The church I currently serve is in the process of developing a long-range plan for the church. One of the initial steps in this process is a survey to members of the congregation. My very first day on the job I sat in on a meeting of the committee that was discussing the survey and noticed a set of questions at the very beginning of the survey that focused on whether people felt ‘safe’ in the church.
The past year has seen some scary and horrific things happen inside churches. I was in Knoxville, Tennessee last summer a day after a man walked into a Unitarian Universalist Church and began shooting killing one man. A few months ago a minister was shot in the pulpit at a church just of hours away from here outside St. Louis, and then last week a doctor was shot and killed at his church. These are just a few of the incidents of violence, vandalism, burglary, and other heinous crimes which happen on the sacred ground where we go each week for ‘sanctuary.’

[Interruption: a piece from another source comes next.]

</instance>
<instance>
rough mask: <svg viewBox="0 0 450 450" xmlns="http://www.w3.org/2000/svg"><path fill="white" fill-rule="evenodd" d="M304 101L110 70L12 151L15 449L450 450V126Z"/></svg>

Safety is a serious concern and should not be taken lightly, but how far do we go? Installing cameras at the entrances and keeping doors locked seem like good ideas but what about security guards? Do you arm them? Do you keep an ‘eye’ on suspicious people? Should we surround pulpits with bulletproof glass like the ones used for President Obama?
The Gospels tell us that the opposite of faith is not doubt but fear. In our churches we have to balance the desire and call to protect those who enter our sanctuaries with the impulse to act out of fear or guard against the appearance we are acting out of fear. It is not an easy line to walk.
I hope the ability to leave comments will soon be up and running for this blog so we can share with each other the conversations we have had in our churches about church safety and the actions we’ve taken. I think sharing those conversations could be a help to all of us.
The church I served before my present one had no alarm system and the doors were left unlocked even when no one was in the building. We had no cameras, no security guards, or anything else. The church was located in a small town and trust seemed to be the operative word. The church wanted the sanctuary to be open anytime during the day for those who desired to come in for sanctuary or prayer. The church I currently serve is much larger and located in a larger city that does have a crime problem. One of our members was mugged just the other day, not at church, but not all that far away. We have a security system and we keep the doors locked when no one is there. We have cameras installed at the doors so we can ‘buzz’ people in if there aren’t many people around and be able to see who is coming in. We have ushers and greeters on Sunday morning but no one trained to look out for disturbing behavior. We do not have an emergency team that knows what to do in case of an emergency situation such as if a person came in with a gun. I think that is something we may need to look at. Perhaps we need to have a protocol set up, so staff, ushers, and others know what to do. Who calls the police and how, where are the closest phones and exits.
Public schools and universities have had to have these conversations and begin preparing emergency protocols and preparedness training. It may be time for our churches to do the same while continuing to live and confess the faith we have in Jesus Christ, and never compromise that for safety.